What role does AITT play in ensuring the correct training of MHE operators and instructors?
AITT is a nationally-recognised accrediting body for workplace transport training. Using the guidance set out in the HSE Approved Code of Practice for rider-operated lift trucks (ACoP L117), AITT publishes guidance for the training of materials handling equipment operators, instructors, tutors and examiners.

Qualified AITT instructors (including companies that provide MHE operator and instructor training) can apply to become an AITT-accredited training provider.

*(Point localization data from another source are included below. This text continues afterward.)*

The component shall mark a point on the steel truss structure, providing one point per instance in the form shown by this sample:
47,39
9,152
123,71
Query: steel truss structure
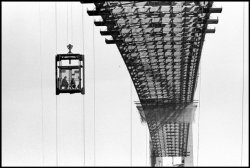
161,44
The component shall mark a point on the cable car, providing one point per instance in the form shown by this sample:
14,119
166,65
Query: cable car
70,73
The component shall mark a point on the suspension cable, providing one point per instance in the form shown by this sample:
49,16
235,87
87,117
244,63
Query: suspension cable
198,136
94,89
71,15
242,112
83,95
56,86
131,123
67,23
146,146
40,55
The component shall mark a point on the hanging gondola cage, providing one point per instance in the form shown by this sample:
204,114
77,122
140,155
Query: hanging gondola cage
70,73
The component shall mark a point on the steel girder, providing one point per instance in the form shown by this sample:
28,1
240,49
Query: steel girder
160,43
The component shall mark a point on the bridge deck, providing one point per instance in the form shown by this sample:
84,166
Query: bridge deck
160,43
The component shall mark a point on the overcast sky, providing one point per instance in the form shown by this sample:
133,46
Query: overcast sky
29,100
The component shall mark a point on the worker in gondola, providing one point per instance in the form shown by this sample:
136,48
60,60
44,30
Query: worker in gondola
72,83
65,83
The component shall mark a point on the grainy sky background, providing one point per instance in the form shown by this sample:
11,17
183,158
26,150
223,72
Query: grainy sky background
29,100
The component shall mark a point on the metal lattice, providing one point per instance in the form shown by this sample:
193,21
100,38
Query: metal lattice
160,43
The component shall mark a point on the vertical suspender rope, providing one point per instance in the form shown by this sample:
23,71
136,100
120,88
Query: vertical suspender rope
67,23
198,141
83,97
146,146
94,86
40,55
71,21
131,152
242,112
56,95
131,123
56,86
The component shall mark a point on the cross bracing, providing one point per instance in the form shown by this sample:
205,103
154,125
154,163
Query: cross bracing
161,44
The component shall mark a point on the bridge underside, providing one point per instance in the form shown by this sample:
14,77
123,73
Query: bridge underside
160,43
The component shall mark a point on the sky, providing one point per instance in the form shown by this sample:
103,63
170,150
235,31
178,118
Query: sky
40,128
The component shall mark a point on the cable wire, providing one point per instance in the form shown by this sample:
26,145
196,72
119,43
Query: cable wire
67,23
56,86
71,15
41,77
94,90
198,136
131,124
83,95
242,112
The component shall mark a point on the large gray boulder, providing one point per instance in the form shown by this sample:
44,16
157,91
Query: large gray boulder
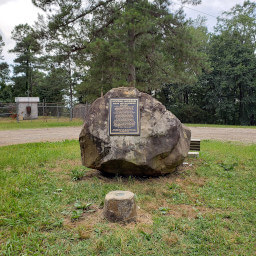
160,148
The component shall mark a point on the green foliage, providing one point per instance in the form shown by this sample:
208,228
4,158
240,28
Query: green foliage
226,94
5,89
122,43
77,173
43,213
27,47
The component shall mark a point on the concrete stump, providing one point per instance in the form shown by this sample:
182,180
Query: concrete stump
119,206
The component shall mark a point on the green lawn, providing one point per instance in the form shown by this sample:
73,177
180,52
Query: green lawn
11,124
208,208
220,126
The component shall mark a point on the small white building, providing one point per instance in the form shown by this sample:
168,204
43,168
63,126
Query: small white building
27,107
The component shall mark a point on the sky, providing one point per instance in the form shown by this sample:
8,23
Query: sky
14,12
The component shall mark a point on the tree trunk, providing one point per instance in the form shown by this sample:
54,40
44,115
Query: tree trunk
241,114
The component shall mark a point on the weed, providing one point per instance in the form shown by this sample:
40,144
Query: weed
78,173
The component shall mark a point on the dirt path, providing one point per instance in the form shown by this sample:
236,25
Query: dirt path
10,137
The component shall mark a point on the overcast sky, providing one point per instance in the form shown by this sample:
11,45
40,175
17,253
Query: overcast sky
14,12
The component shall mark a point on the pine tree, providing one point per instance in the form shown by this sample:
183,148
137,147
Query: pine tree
124,43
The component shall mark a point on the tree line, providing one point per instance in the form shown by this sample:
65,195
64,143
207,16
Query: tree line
79,49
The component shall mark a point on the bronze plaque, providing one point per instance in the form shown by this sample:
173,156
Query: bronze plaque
124,116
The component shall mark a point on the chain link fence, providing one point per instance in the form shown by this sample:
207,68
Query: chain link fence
47,111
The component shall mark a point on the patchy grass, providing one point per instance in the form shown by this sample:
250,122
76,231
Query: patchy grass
50,205
11,124
220,126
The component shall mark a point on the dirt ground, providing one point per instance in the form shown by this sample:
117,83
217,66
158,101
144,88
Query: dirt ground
10,137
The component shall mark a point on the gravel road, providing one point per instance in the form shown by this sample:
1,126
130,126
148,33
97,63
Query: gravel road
10,137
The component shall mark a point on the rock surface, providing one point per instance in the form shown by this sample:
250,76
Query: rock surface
119,206
161,147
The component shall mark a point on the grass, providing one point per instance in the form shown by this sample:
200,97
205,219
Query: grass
220,126
11,124
51,205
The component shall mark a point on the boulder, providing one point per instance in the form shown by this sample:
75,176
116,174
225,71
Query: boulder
160,148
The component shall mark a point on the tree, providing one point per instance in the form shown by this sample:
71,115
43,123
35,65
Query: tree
232,52
27,47
125,43
5,90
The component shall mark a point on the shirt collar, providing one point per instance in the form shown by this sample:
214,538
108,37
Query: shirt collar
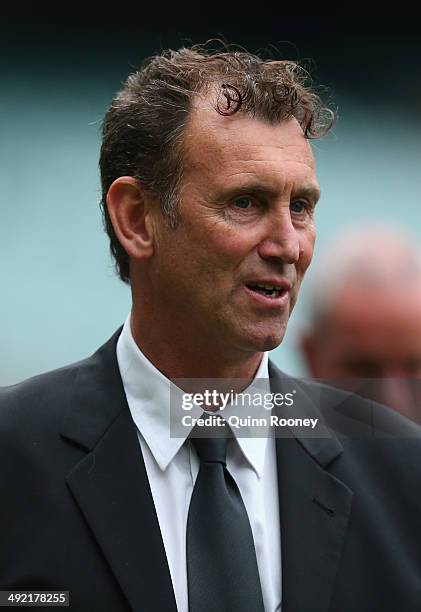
148,396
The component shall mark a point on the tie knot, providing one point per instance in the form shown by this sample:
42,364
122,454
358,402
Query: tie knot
212,449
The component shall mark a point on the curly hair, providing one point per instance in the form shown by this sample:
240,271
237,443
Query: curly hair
143,128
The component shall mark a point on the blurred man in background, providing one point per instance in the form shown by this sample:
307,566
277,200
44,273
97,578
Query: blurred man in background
366,318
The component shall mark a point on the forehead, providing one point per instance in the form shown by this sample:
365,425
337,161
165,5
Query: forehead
239,145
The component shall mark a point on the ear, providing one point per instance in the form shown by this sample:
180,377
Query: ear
129,207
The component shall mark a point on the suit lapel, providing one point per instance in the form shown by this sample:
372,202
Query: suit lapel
314,510
111,487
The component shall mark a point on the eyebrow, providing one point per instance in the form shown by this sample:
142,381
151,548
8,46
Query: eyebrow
310,191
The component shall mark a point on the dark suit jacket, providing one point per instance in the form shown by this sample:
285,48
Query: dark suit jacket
76,510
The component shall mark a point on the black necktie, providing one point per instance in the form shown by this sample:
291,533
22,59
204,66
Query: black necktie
222,571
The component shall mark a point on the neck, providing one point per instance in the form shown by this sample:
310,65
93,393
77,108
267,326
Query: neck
179,355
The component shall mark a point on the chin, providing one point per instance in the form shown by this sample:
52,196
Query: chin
263,342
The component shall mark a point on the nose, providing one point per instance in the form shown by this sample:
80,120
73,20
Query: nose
281,240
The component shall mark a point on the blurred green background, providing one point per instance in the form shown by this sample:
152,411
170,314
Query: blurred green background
59,297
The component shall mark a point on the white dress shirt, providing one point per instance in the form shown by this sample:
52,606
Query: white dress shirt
172,466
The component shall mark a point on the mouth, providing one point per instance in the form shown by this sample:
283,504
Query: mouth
274,294
270,291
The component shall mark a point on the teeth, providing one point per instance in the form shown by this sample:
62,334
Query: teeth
269,287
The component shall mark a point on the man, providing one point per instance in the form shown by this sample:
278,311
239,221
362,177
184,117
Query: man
209,190
365,321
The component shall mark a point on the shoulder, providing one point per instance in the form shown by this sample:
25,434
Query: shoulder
33,408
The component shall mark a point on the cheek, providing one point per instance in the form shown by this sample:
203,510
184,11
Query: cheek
306,250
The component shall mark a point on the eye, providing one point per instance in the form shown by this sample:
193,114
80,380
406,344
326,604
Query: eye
298,207
245,202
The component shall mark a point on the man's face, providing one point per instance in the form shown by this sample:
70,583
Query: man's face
246,221
373,335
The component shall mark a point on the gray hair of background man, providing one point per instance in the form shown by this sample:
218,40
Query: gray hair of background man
373,259
142,134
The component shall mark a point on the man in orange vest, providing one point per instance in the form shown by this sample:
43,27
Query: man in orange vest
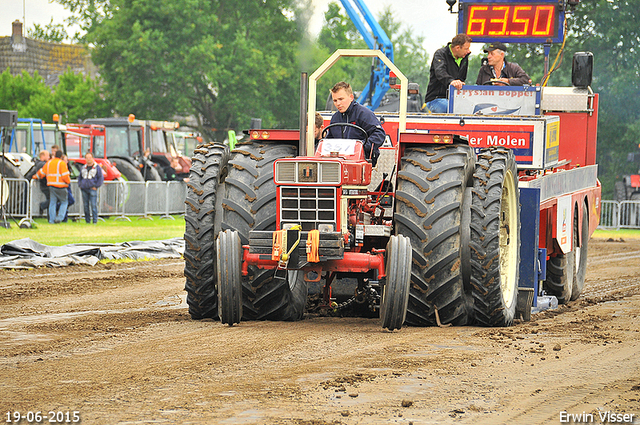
57,174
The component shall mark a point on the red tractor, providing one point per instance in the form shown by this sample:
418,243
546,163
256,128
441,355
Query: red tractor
433,234
161,145
82,138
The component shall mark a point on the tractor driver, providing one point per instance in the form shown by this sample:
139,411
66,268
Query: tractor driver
350,111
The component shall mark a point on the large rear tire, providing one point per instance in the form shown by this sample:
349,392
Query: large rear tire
209,170
229,261
395,292
495,238
248,202
580,252
429,203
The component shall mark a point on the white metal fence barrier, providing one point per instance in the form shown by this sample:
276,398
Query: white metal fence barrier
619,215
25,200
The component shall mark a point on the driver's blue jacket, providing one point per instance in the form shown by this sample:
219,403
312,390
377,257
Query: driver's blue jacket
364,118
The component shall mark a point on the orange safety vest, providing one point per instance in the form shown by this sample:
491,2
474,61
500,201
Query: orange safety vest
56,172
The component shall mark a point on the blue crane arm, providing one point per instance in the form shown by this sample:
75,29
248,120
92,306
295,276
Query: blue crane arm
376,39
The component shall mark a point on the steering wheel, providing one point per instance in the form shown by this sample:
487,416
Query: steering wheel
495,82
345,124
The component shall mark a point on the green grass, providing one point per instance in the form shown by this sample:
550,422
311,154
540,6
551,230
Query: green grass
117,231
617,234
108,231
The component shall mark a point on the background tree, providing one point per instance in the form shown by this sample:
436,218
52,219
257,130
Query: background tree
202,58
53,33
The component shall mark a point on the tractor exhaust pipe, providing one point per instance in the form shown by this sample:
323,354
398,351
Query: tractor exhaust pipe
304,107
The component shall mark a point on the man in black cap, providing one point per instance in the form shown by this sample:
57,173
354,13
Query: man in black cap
498,71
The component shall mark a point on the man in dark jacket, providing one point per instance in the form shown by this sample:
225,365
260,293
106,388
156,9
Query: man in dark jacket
89,180
498,71
350,111
448,67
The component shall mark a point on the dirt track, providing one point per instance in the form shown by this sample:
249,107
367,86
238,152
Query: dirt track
116,344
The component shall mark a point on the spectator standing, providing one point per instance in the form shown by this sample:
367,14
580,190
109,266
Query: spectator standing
448,68
70,199
89,180
43,158
57,175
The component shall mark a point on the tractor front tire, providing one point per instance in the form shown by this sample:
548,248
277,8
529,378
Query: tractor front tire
395,292
229,262
495,238
208,171
429,207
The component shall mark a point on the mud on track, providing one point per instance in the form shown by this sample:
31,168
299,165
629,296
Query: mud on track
116,343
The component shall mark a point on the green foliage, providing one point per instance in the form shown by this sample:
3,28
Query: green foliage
53,33
206,58
27,94
74,98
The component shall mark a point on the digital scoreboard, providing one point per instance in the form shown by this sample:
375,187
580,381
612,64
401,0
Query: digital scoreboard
512,21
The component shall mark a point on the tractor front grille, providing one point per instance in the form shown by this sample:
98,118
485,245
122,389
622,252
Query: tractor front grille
308,206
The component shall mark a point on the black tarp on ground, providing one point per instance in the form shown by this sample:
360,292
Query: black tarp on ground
26,253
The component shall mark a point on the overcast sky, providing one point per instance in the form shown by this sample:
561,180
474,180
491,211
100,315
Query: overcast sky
429,18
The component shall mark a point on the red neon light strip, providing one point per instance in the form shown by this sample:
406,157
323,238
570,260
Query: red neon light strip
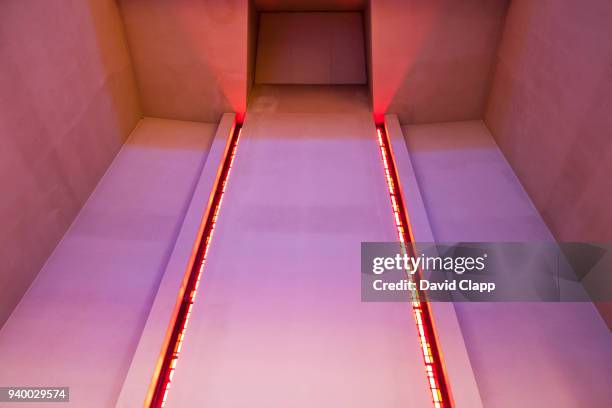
434,369
173,352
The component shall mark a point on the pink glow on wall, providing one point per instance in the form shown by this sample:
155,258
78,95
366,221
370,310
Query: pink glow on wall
432,61
190,57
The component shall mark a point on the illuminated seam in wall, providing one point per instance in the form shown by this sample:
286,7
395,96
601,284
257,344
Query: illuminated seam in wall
173,352
422,314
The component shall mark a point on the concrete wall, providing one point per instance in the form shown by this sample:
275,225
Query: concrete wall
311,5
311,48
80,321
190,56
550,111
527,354
68,101
432,60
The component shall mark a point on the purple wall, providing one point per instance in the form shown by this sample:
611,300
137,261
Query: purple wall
550,111
68,102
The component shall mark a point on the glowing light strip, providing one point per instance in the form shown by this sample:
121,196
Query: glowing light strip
166,376
422,315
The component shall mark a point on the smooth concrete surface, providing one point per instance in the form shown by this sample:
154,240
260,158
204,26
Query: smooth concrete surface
551,103
310,99
68,101
311,5
190,57
455,359
550,112
80,320
146,363
311,48
432,60
278,321
541,354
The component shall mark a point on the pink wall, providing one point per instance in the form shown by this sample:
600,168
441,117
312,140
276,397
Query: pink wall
432,60
311,48
68,101
550,111
190,56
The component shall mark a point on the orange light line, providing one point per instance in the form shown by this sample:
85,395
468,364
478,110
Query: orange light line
167,373
424,322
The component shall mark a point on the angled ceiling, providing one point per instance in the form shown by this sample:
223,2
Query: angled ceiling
310,5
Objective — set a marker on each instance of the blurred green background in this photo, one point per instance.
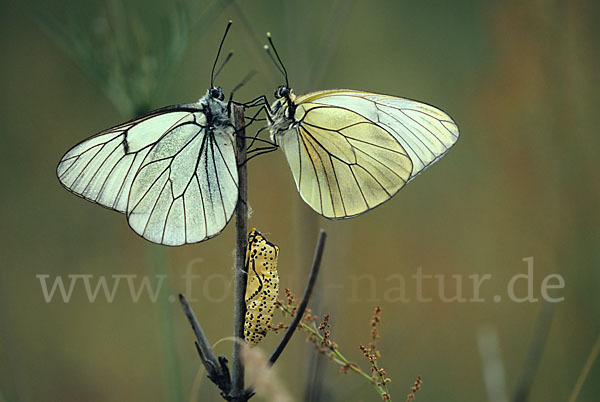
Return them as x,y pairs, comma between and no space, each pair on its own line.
520,78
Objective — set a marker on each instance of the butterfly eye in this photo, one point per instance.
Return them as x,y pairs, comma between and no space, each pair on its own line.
282,92
217,93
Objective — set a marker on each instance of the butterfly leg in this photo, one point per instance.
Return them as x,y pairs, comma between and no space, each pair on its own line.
260,151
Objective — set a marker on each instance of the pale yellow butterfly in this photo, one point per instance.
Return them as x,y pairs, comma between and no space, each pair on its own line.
350,151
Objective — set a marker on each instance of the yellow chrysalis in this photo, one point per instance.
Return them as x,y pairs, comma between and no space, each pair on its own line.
262,288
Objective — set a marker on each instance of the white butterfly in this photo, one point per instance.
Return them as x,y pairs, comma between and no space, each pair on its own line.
350,151
173,171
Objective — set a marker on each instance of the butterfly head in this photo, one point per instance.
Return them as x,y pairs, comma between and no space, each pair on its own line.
214,108
217,93
282,92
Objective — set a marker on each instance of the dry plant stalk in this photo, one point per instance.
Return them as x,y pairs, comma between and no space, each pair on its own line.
320,336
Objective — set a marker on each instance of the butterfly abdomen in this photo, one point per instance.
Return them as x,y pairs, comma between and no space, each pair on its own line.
262,287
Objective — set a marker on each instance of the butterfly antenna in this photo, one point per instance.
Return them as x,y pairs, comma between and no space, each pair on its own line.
283,70
273,59
229,56
212,73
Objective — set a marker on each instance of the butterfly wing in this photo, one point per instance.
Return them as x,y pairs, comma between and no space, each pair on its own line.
352,151
343,164
424,131
187,187
101,168
176,184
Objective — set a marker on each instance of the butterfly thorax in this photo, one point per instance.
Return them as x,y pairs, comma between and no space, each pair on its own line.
282,116
216,112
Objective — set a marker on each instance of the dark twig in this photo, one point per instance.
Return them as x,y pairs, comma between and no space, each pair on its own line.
312,278
241,226
534,352
217,373
305,297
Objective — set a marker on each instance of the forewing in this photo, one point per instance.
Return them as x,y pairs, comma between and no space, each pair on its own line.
101,168
424,131
343,163
186,188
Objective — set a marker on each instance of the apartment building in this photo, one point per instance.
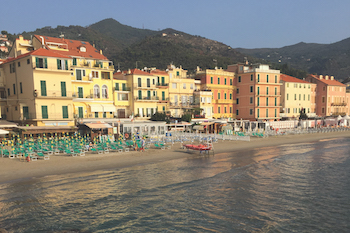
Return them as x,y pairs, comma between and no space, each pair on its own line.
258,92
331,96
297,94
221,84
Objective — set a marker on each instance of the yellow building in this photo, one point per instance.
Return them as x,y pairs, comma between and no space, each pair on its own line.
221,84
91,76
296,95
143,92
180,91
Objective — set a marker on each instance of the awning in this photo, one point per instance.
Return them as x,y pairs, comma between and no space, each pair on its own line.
102,108
3,131
98,125
198,127
96,107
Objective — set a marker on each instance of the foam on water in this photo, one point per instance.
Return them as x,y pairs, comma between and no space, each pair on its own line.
291,188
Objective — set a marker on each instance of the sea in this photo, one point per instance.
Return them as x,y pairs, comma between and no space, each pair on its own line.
301,187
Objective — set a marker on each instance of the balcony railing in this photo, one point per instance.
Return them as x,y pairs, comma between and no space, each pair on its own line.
339,104
53,94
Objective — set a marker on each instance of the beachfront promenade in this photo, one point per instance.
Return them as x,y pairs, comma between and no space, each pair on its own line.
61,163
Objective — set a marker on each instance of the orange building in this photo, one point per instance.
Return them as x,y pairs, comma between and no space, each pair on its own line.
221,83
331,98
258,94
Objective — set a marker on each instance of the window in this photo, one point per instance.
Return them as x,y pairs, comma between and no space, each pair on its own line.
44,113
139,84
80,92
94,74
63,89
62,64
65,112
80,112
25,112
104,91
41,62
96,91
43,88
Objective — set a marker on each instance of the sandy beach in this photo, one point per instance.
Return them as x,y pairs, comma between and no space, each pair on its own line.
14,169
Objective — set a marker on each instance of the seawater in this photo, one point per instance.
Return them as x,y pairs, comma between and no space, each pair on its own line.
289,188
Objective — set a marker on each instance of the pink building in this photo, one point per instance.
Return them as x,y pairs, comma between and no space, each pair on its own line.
331,97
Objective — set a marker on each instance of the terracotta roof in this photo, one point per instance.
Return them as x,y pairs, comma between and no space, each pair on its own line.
328,81
39,52
73,47
291,79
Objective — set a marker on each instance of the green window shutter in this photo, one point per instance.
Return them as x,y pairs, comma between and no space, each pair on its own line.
63,89
44,112
80,92
80,112
43,88
65,112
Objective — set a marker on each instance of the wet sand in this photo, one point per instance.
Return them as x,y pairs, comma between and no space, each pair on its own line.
14,169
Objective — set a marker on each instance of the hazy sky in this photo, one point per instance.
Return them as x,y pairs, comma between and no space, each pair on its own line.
237,23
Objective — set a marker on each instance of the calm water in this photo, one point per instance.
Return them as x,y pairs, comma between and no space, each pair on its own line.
290,188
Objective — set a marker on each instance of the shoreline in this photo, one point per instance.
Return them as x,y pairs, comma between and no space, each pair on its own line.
12,169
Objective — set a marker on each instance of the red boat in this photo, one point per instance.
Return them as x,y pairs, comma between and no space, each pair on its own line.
200,147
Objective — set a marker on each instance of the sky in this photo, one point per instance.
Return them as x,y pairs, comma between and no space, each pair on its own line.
237,23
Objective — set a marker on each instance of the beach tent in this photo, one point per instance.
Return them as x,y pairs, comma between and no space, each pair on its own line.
3,132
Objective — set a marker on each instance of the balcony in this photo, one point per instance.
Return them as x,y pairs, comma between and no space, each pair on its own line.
268,93
122,89
147,98
162,85
339,104
52,94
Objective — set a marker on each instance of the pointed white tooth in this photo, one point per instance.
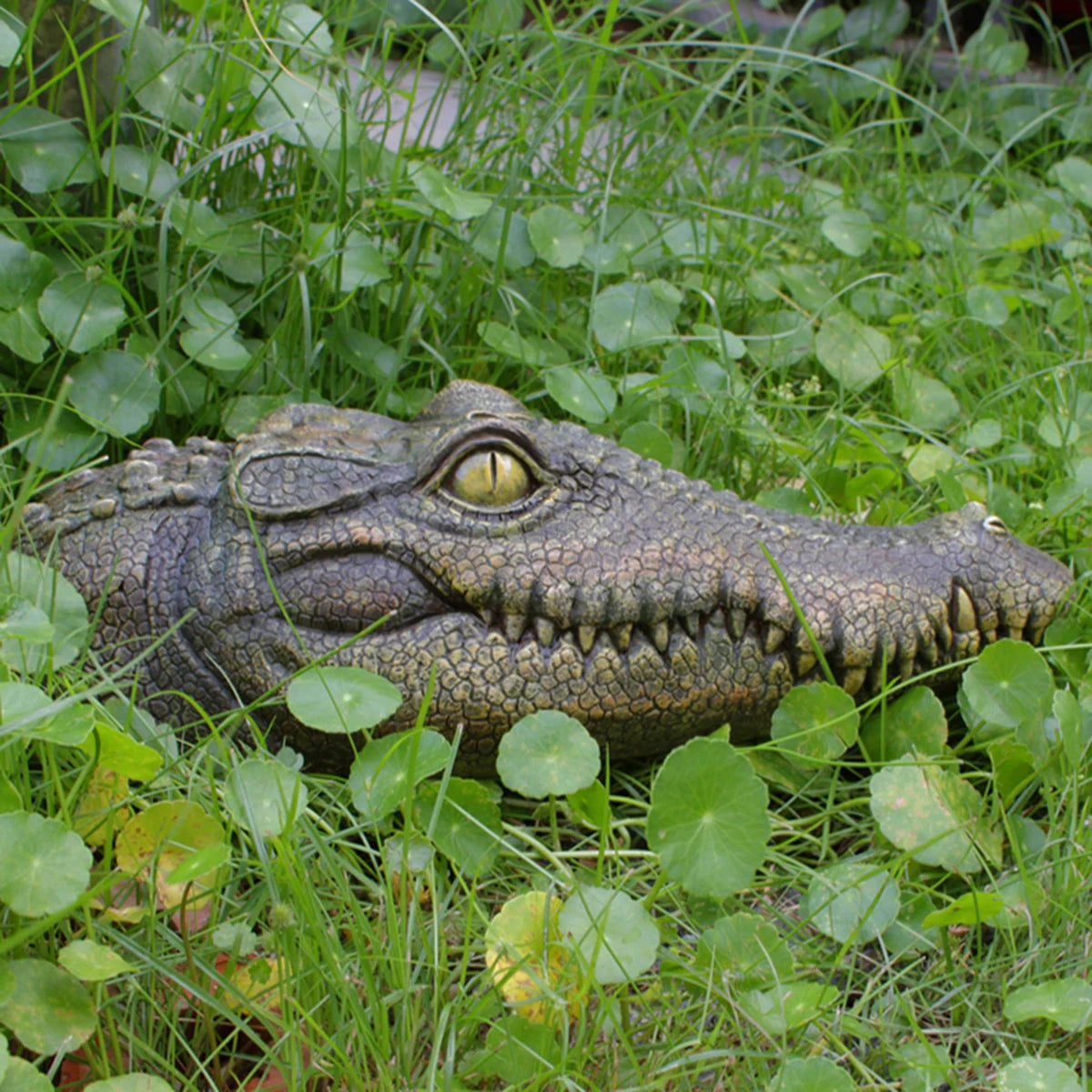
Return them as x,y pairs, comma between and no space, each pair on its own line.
854,680
514,626
962,612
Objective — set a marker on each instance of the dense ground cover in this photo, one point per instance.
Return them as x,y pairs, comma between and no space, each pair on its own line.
794,267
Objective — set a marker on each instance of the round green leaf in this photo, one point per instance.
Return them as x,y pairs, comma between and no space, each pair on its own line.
49,1011
915,723
170,834
851,352
585,394
557,235
850,229
44,866
615,934
118,751
986,305
748,950
467,829
19,700
265,796
25,1077
1036,1075
490,238
115,391
81,314
387,767
814,723
44,151
130,1082
91,961
305,27
1009,683
812,1075
631,315
1075,176
1064,1002
342,700
933,814
923,401
140,172
159,71
15,270
708,820
649,441
441,194
852,900
547,753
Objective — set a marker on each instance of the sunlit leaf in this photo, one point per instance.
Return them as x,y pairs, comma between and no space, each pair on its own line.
547,753
852,900
1064,1002
92,962
80,312
140,172
616,936
585,394
265,796
45,152
934,814
49,1011
342,699
632,315
44,866
851,352
708,820
115,391
387,768
441,194
557,235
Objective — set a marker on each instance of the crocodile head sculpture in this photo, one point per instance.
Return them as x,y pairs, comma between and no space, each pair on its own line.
529,565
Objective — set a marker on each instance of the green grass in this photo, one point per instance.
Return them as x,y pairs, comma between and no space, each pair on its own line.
907,268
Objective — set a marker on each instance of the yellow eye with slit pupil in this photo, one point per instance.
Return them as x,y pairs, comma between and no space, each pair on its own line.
490,479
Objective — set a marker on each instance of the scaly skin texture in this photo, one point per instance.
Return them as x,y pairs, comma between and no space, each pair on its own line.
530,563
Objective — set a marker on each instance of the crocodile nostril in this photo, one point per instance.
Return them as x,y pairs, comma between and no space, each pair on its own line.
961,611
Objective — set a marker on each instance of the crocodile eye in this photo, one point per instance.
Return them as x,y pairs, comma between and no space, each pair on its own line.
490,478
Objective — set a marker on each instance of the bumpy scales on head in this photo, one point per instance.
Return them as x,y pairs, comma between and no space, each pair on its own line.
531,565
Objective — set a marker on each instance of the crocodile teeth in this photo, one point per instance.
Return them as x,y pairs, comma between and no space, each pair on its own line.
854,680
514,626
962,612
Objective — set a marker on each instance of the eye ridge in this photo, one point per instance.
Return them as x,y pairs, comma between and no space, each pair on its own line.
490,478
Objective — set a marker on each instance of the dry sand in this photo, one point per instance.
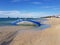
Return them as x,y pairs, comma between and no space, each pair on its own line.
49,36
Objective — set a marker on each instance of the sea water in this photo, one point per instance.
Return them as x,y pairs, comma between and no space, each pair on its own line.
8,21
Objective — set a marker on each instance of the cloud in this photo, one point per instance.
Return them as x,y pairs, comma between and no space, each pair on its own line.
36,2
21,14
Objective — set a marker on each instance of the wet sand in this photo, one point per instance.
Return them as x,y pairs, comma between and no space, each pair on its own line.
28,36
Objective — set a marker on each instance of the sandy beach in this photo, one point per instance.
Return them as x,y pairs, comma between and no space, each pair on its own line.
29,36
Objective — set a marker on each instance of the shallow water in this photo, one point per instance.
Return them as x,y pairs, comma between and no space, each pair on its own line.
7,22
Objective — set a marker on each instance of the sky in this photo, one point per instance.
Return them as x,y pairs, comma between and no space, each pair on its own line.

AITT ensures that all AITT-accredited training providers are adequately audited and ensures the providers’ courses are externally verified. This is to ensure the training is being provided in line with the AITT’s standards and requirements.

AITT-accredited training providers must consistently maintain standards of training, beyond the required minimum. Also, all AITT-registered and accredited instructors and companies must allow independent monitoring of their MHE operator and instructor training.

AITT has its own operator registration scheme called ACORNS (AITT Certification of Operator Registration Number Scheme). This is a database of all the AITT accredited operator training that has been delivered by AITT’s registered training providers. The database contains over 300,000 candidate records (i.e. MHE operators that have successfully undergone and passed MHE training from an AIIT-registered training provider). ACORNS allows employers to check the validity of an MHE operator’s training certificate, by quoting the ACORNS number on the certificate.